Archbishop Salvatore Cordileone of San Francisco is pictured after an interview Wednesday in Rome. (CNS/Paul Haring)

Archbishop Salvatore Cordileone of San Francisco is pictured after an interview Wednesday in Rome. (CNS/Paul Haring)

The "future of our democracy" is "very, very worrisome," U.S. Archbishop Salvatore Cordileone said in reaction to the U.S. Supreme Court's Wednesday rulings striking down the federal Defense of Marriage Act and refusing to rule on the merits of a ban on same-sex marriage in California.

The high court remanded the California case to lower courts on the grounds that the individuals who defended the law in court lacked legal standing to do so.

Cordileone of San Francisco, chairman of the U.S. bishops' Subcommittee for the Promotion and Defense of Marriage, spoke to Catholic News Service in Rome the day the court handed down its two decisions.

He was there to receive his pallium from Pope Francis in a ceremony Saturday, the feast of Sts. Peter and Paul. The pope will present palliums to archbishops named in the past year. The woolen stole signifies an archbishop's authority over the Christian community.

In addressing the court's refusal to rule on the merits of a challenge to California's Proposition 8, the voter-approved initiative barring same-sex marriage, Cordileone noted that 7 million voters in California voted for the proposition and "many of them invested a lot of hard work and a lot of time and lots and lots of money against seemingly insurmountable odds."
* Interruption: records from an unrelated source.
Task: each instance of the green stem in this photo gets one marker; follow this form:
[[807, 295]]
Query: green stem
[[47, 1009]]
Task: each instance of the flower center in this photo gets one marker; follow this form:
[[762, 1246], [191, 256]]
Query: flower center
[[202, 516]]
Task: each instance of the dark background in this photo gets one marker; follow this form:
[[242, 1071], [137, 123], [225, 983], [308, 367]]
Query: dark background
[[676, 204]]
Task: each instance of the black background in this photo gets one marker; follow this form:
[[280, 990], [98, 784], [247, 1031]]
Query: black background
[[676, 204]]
When the state "refused to defend the law," he said, its proponents hired legal counsel, raised money and invested hard work to defend it. "Now they're being told that those elected officials charged with the duty of defending the laws of the state can refuse to do their duty simply because they disagree with the law and disenfranchise 7 million voters," he said.
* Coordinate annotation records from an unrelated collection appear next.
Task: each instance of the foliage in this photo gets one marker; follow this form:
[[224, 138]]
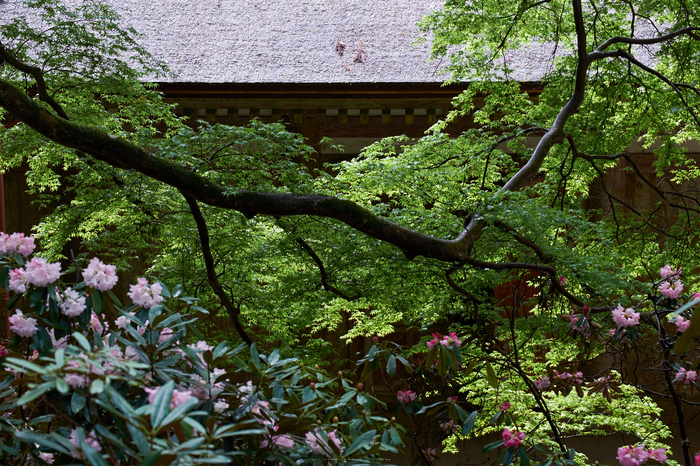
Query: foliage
[[360, 248]]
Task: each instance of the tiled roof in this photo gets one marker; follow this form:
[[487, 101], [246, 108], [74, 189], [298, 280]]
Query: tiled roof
[[293, 41]]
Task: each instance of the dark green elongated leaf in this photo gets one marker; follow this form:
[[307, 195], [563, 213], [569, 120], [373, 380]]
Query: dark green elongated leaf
[[391, 365], [62, 386], [361, 441], [180, 410], [77, 402], [150, 458], [491, 375], [425, 408], [255, 356], [114, 440], [469, 423], [41, 440], [396, 437], [35, 393], [307, 395], [161, 403], [97, 386], [23, 363], [524, 459], [93, 457], [98, 301]]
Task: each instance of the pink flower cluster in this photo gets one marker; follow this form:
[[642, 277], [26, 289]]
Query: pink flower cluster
[[670, 287], [99, 276], [542, 383], [446, 341], [512, 439], [686, 377], [319, 445], [682, 323], [637, 456], [72, 304], [25, 327], [625, 317], [37, 272], [16, 242], [405, 397], [143, 295]]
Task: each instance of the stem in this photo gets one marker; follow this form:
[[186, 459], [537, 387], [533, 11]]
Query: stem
[[233, 311]]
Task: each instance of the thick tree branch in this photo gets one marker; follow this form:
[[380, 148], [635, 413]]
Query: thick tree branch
[[690, 31], [38, 76], [233, 311], [121, 153]]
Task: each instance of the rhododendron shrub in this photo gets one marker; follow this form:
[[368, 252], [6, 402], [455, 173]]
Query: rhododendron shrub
[[88, 379]]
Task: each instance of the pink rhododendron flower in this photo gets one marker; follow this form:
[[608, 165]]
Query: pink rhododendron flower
[[25, 327], [682, 323], [434, 341], [632, 456], [95, 323], [143, 295], [671, 291], [667, 272], [18, 281], [625, 317], [319, 445], [71, 302], [542, 383], [90, 440], [658, 455], [512, 439], [46, 457], [99, 276], [685, 377], [40, 273], [405, 397], [283, 441], [221, 406], [579, 323], [449, 426]]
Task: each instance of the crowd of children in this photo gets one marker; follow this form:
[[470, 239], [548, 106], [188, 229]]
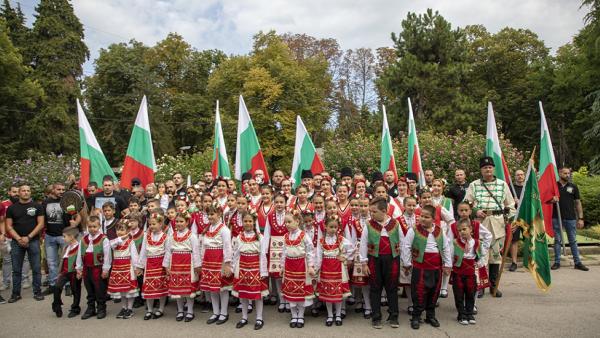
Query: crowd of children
[[321, 246]]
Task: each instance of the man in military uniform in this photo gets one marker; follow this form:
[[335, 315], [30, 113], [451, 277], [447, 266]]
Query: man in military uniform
[[492, 202]]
In response to the court's ruling that DOMA is unconstitutional under the Equal Protection Clause, Cordileone said the court "overturned a law that respects and enforces the principle that it's in the best interests of the child to be raised by their mother and their father."

He said the effect of the court's decision is to "undermine in the law the principle that children have a right to a mother and father."
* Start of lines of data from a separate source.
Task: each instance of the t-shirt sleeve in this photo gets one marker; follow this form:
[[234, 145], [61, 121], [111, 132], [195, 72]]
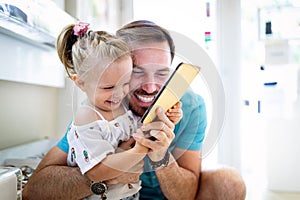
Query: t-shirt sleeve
[[63, 143], [190, 131]]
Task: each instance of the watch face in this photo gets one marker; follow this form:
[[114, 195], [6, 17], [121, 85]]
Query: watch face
[[98, 188]]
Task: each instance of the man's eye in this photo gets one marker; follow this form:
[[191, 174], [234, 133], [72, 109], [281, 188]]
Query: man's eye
[[163, 74], [137, 72]]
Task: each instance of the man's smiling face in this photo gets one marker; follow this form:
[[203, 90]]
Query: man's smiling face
[[151, 68]]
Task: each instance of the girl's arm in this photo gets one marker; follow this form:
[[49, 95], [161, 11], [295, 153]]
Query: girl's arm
[[116, 164]]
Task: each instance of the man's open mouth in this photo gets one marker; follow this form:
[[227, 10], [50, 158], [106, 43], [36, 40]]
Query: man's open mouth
[[145, 99]]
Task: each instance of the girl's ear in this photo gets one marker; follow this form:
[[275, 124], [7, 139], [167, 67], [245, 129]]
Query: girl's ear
[[78, 81]]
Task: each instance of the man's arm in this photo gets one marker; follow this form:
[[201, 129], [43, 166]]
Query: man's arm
[[54, 180], [179, 180]]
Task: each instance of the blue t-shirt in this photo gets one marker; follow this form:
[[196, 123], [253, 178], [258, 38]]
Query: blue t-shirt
[[189, 135]]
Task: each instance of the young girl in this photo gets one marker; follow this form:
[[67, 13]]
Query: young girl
[[101, 65]]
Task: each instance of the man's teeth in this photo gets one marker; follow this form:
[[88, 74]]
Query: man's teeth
[[115, 101], [145, 99]]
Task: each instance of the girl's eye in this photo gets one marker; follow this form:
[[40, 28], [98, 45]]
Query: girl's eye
[[137, 72]]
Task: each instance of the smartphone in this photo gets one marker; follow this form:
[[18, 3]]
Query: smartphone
[[172, 91]]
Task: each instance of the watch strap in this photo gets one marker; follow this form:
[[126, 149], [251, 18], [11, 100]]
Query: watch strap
[[161, 163]]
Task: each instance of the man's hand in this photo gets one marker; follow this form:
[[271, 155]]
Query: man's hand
[[162, 131]]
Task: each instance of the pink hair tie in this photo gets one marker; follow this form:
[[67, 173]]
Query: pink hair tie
[[81, 28]]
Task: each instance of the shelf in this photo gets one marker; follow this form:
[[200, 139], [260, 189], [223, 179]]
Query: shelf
[[21, 30]]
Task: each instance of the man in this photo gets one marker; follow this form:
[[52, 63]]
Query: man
[[152, 51]]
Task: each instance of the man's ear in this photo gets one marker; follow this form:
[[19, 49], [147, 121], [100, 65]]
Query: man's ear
[[78, 81]]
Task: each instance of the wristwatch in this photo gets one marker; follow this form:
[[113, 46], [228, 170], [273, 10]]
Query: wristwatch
[[99, 188], [161, 163]]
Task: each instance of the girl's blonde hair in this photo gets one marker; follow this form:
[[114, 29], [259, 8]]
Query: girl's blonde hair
[[79, 53]]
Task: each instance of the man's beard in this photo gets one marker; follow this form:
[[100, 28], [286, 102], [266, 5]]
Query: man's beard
[[136, 109], [134, 106]]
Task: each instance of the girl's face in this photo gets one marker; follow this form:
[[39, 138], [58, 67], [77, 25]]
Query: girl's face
[[107, 89]]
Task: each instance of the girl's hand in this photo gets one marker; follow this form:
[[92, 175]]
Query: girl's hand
[[138, 147], [175, 113], [126, 145]]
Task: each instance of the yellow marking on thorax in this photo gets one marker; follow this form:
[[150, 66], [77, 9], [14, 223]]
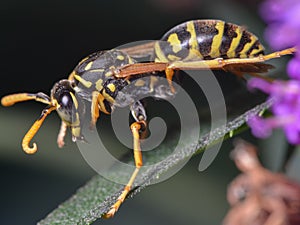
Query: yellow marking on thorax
[[217, 40], [101, 103], [76, 131], [111, 87], [84, 59], [74, 100], [120, 57], [84, 82], [108, 97], [88, 66], [175, 42], [173, 58], [247, 46], [99, 84], [255, 51], [139, 83], [71, 76], [96, 70], [193, 42], [160, 55], [234, 43]]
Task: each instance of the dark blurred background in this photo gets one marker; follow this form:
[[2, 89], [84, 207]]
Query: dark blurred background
[[41, 42]]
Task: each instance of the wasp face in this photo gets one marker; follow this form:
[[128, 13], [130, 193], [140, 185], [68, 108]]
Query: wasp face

He also noted that to have a "healthy vibrant society we need to reclaim a marriage culture."

The archbishop pointed out that he has said all along that no matter how the court ruled "our work remains unchanged. We need to catechize our people about marriage."

"Even if the court issued a ruling that we liked, we would still have a lot of work to do in helping our people understand what marriage really is, why marriage is important for the public good and why it's essentially an institution to support social justice, justice for the sake of children," he added.

Cordileone said marriage has the status it does in law because it has always been a child-centered institution. Redefining marriage, he said, turns it into an "adult-centered institution" where the government "doesn't have an interest in people's love lives" or in "how people work out their intimate relationships."